網膜静脈閉塞症とはどんな病気か

 網膜静脈に血栓ができて、血液の流れが悪くなる病気です。血液が血管外にあふれ出して、網膜に出血やむくみを起こします。詰まる部位によって中心静脈閉塞症(ちゅうしんじょうみゃくへいそくしょう)と分枝静脈閉塞症(ぶんしじょうみゃくへいそくしょう)があります。

原因は何か

 動脈閉塞症と同様、年齢が高いほど起こりやすいので、加齢が大きな要因と考えられています。やはり糖尿病高血圧症、動脈硬化症の人では起こる率が高くなります。
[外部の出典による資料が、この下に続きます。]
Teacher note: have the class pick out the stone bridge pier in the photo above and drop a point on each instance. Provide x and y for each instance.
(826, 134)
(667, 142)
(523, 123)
 分枝静脈閉塞症は、交差部で静脈が動脈に圧迫されて血の流れが悪くなることが、血栓形成の一因と考えられています(図37)。

症状の現れ方

 症状は、中心静脈閉塞症と分枝静脈閉塞症では違いますし、同じ分枝静脈閉塞症といっても詰まる部位によってずいぶん違います。まったく自覚症状がないこともめずらしくありません。出血や浮腫(ふしゅ)が網膜の中心に及んだ場合、視力が低下してきますが、症状の現れ方はゆっくりです。
 一般に、中心静脈閉塞症では症状が強く出ます。
 静脈閉塞症は急性期(静脈が詰まった直後)には、出血やむくみによる症状が主体ですが、何年かのちに突然、硝子体(しょうしたい)出血を起こすことがあります。硝子体出血を起こすと、黒い塊が眼の前に現れて浮遊したり、出血量が多ければほとんど物が見えなくなったりします。

検査と診断



 眼底検査によって容易に診断できます。静脈が怒張(どちょう)(ふくれる)し、ハケで掃いたような特徴的な網膜の出血がみられます。これは網膜神経線維(もうまくしんけいせんい)の走行に沿って出血するためです。分枝静脈閉塞症では、詰まった部位を要にして、扇状に出血が広がります(図39)。中心静脈閉塞症では視神経乳頭を中心にして放射状に出血します(図40)。
 蛍光(けいこう)眼底造影は、ほとんど必須といってよい検査です。網膜血管の循環状態、血管の閉塞、網膜のむくみなどが明瞭に映し出されます。視力に影響するのは、主として網膜中心部のむくみです。詳しく眼底を見ることで診断できますが、新しく開発されたOCT(光学的干渉断層計)では網膜の断面図を見ることができます。

治療の方法

 治療の方法はおおまかに、経過観察、薬物治療、レーザー網膜光凝固術(もうまくひかりぎょうこじゅつ)(コラム)、硝子体手術があります。静脈閉塞症は、詰まる部位、出血の範囲・程度、経過など、人によって千差万別です。軽症であれば、経過をみているだけで自然に治ってしまうこともあります。
 薬物治療では血管を拡張させる薬、血管を強くする薬、出血やむくみの吸収を促進する薬などが内服で使われます。
 レーザーによる網膜光凝固の目的は2つあります。ひとつは急性期での出血、浮腫の吸収を促進することで、網膜中心部にむくみがある場合によく行われます。もうひとつは、硝子体出血を予防することで、静脈閉塞の程度が強く、かつ範囲が広い場合に行われます。
 硝子体手術は、硝子体出血を起こした場合の治療として以前より行われていましたが、最近は網膜中心部のむくみを取るためにも行われるようになりました。詰まっている部位で血管の鞘(さや)を切り開く手術(血管鞘切開術(けっかんしょうせっかいじゅつ))もありますが、今のところ一般的ではありません。

網膜静脈閉塞症に気づいたらどうする

 緊急に治療を要する病気ではありませんが、レーザーや手術など積極的な治療のタイミングというものがあります。眼科専門医に診てもらい、経過に応じた治療を受けることが必要です。